Feature Extraction - Extract data from raw logs
Overview
Feature Extraction allows processing of unstructured logs and enhances it by adding metadata extracted from the log. Using simple queries, search for specific information and store them in different variables that can then be used in dashboards and log search.
This is especially useful in cases where required data is not part of a structured key:value pair and instead the data is part of a message or any log line. Multiple Feature Extraction operations can be setup and run in parallel on various types of logs.

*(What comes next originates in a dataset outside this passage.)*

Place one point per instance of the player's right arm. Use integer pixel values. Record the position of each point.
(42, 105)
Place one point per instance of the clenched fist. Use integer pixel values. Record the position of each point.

Setting up & Viewing Feature Extractions
The scope is limited to the logs of the application under which the Feature Extraction is created. Once setup, all ingested logs for that application are processed at ingest based on the specific rules provided.
Feature Extraction works on logs ingested post setting up the rule.
Feature Extraction is available under the Logs dropdown in all application homepages.
Under Feature Extraction, there are two tabs Data View
and Operations
Data View Tab
The Data View tab shows all the logs ingested for the respective application. Using the Filters and Feature Extraction query, target information can be searched. To create a new Feature Extraction query, type in the query in the search box and hit Search. Only for successful search operations, save button will be activated. All saved queries can be found in the Operations tab.
Operations Tab
The Operations View tab lists all the Feature Extraction operations that have been saved and their current status.
How it works
Feature Extraction is useful in parsing unstructured logs. Using a combination of built-in filters, search strings, skip and extract functions, specific information can be extracted from complex log lines.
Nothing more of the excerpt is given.